Ken Ahl: The FBAR is a requirement to report foreign financial accounts. U.S. persons are required to report, whether they own the account or whether they have signature authority over the account. Originally it was only intended to apply to someone who had willfully failed to file an FBAR report. In 2004 the law was amended to provide for a different penalty for non-willful filings. The issue for our client, Frank Giraldi, was whether he was subject to multiple $10,000 penalties based on a per-account basis for a non-willful failure to file an FBAR. The court disagreed with the government’s interpretation and found the $10,000 non-willful penalty applied per form.
Mark Oberstaedt: Frank Giraldi worked for AT&T as a long-time employee. While he worked there, he met his wife. She was about 14 years younger than Frank. When he got to his retirement in 1991, he had to decide about his pension. Frank made the decision to base his pension payment on his own life and take that money as a lump sum and invest it. He invested it in three annuities and one financial account over in Switzerland because he trusted the Swiss banking system.
Then the government accessed penalties on a per account basis, as opposed to a per form basis. So, he got hit with four $10,000 penalties for each of four years for a total of $160,000. On a per form basis, the total would have been 25 percent of that, or $10,000 per year for a total of $40,000, which is what the court agreed with.
I think Judge [Susan D.] Wigenton of the New Jersey District Court really knocked it out of the park. She compared the willful penalty provision that was enacted in 1970 with the non-willful provision added in 2004. The language was different, and the non-willful language did not support a per-account penalty as the language for willful penalties did.
Benjamin M. Willis: I am sure Mr. Giraldi was extremely happy with the outcome. It is important taxpayers are aware of their rights when the government tries to take more in taxes and penalties and the law plainly allows.
Mark Oberstaedt: In the United States v. Boyd decision, which came out eight days after our decision, the Ninth Circuit reached a similar per form penalty conclusion. The courts are agreeing coast to coast. Why not rule in favor of the taxpayers. We are talking about ambiguities in statutory construction.
We’ve also seen another case out of Texas called Bittner where they say, “Look, unless it’s very clear that Congress intended to impose these penalties in this fashion, we’re not going to read that into the statute that way.” The appeal should be very interesting.
Benjamin M. Willis: I think when the language is not clear, taxing provisions and penalties should be interpreted against the drafter.
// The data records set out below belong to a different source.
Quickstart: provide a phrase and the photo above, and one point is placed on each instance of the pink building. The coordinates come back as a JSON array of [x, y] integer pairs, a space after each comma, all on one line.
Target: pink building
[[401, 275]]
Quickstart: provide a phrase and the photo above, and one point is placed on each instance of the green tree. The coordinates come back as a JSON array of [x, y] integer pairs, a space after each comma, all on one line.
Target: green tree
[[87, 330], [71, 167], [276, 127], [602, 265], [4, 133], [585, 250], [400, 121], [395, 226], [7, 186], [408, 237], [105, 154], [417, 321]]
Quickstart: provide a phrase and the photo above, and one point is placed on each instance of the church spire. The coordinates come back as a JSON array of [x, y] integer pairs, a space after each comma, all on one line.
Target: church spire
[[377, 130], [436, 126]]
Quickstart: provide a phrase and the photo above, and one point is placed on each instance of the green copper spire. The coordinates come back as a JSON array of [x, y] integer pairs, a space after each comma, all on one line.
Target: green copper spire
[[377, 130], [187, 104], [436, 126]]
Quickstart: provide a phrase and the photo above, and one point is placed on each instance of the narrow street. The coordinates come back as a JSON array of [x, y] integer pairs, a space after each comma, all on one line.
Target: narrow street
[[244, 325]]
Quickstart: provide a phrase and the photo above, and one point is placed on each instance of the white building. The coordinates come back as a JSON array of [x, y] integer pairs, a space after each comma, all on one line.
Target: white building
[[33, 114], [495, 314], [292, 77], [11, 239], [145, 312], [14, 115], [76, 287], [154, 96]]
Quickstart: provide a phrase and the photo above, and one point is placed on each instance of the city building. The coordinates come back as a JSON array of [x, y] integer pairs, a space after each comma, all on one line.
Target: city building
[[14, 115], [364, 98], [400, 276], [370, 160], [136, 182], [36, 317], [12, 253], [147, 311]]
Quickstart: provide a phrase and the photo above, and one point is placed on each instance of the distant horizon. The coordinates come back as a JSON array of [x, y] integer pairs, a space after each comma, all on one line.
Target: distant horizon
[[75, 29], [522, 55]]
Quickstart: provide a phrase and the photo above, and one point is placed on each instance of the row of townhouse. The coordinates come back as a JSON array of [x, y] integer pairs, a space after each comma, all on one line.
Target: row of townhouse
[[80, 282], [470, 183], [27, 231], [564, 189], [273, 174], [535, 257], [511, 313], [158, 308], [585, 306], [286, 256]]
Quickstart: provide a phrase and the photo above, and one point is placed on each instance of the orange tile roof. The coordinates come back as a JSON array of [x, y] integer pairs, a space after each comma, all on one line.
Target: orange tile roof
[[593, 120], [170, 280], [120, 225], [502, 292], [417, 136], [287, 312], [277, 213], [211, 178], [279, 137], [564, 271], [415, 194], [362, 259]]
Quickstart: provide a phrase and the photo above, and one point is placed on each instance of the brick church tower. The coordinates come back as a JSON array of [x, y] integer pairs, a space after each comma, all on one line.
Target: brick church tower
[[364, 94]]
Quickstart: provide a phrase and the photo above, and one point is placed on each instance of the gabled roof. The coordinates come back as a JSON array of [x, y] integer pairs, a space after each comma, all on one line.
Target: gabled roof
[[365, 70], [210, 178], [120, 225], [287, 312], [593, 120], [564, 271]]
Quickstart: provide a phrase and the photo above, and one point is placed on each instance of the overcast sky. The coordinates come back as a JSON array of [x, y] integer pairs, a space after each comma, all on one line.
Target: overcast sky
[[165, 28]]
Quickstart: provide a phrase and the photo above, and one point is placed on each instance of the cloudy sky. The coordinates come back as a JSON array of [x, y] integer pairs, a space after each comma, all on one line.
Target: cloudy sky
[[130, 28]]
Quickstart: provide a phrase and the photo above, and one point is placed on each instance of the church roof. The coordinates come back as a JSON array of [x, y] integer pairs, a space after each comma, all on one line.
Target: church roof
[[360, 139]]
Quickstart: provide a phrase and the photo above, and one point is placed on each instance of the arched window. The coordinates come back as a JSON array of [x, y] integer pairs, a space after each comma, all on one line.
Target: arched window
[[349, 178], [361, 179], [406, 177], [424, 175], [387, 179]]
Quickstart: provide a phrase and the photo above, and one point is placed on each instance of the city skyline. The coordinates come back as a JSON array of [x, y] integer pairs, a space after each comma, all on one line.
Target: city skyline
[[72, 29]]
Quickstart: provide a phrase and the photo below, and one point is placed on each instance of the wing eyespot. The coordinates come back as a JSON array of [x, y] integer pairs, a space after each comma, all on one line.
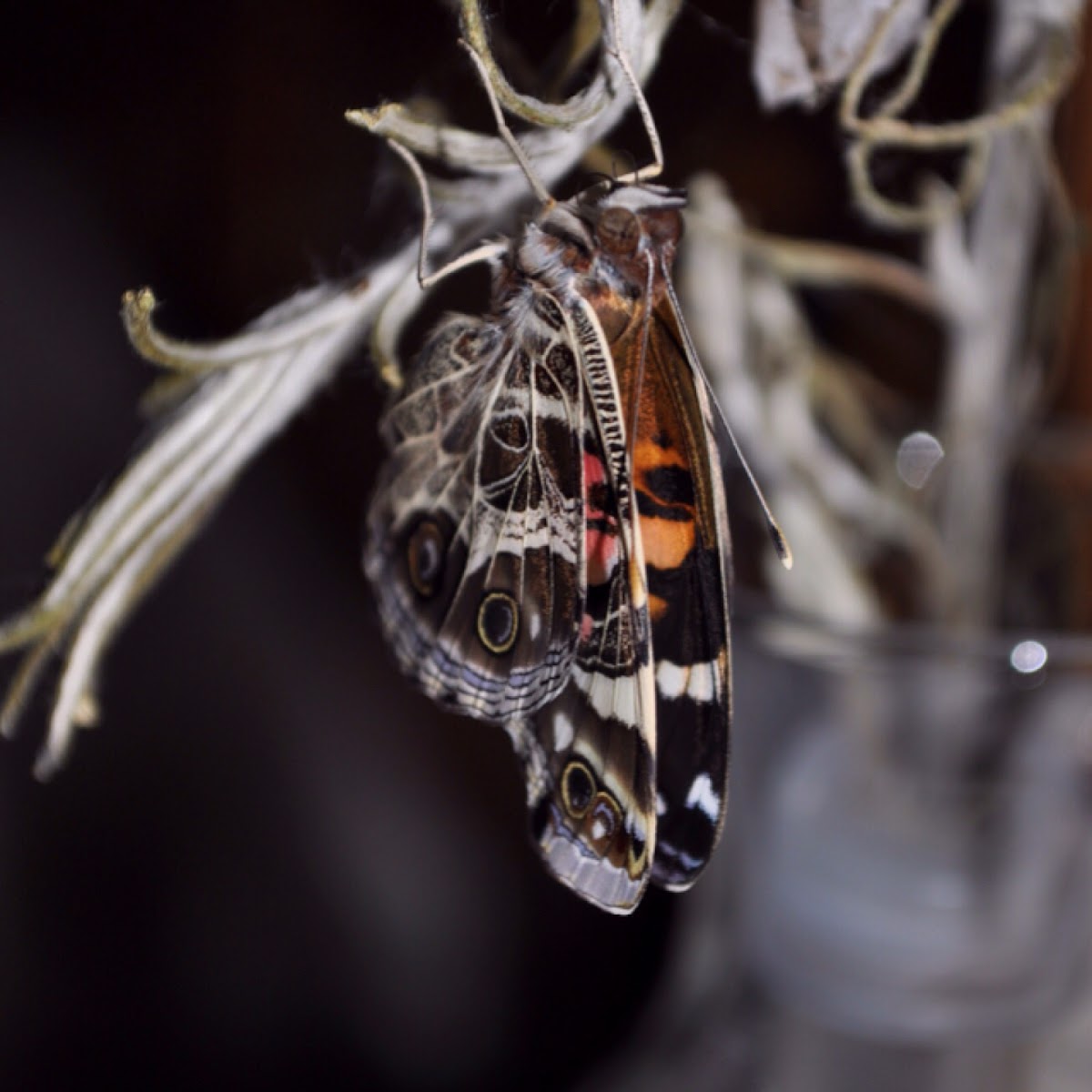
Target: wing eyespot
[[426, 551], [578, 789], [638, 853], [498, 622]]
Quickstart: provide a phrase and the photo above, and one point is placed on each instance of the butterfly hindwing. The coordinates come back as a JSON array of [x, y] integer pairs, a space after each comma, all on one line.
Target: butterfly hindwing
[[474, 533]]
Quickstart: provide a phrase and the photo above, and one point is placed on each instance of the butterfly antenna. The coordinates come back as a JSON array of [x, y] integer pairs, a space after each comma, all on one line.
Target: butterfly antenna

The Boyd case applies this principle of statutory construction.
Mark Oberstaedt: Taxpayers have a right to pursue a claim for illegal exaction, such as for overtaxation. Ben, you actually tipped me off to the recent Mendu case. The old Flora case stands for the proposition that if you want to sue the government for taxes, you have to pay the entire tax. You can’t pay less than the entire tax. In Mendu the court of claims ruled that the Flora rule doesn’t apply to FBAR penalties, which opens up the cases that can be brought. So if a taxpayer paid less than the full amount of the penalty, they’re going to be entitled to pursue a refund from the government under a theory of legal exaction.
Ken Ahl: And to make it even worse, Ben, the government has been taking the position in certain litigation that it can hide the reasons why it chose to have a willful as opposed to a non-willful penalty behind the deliberative process privilege. So, I think you’re going to see a lot of litigation behind that issue coming up as well.
Benjamin M. Willis: Mark, please make sure to keep me updated when the class action lawsuit starts, because, it seems like there could be a big one there. I can’t imagine that there isn’t a large group of people who want to hear about that.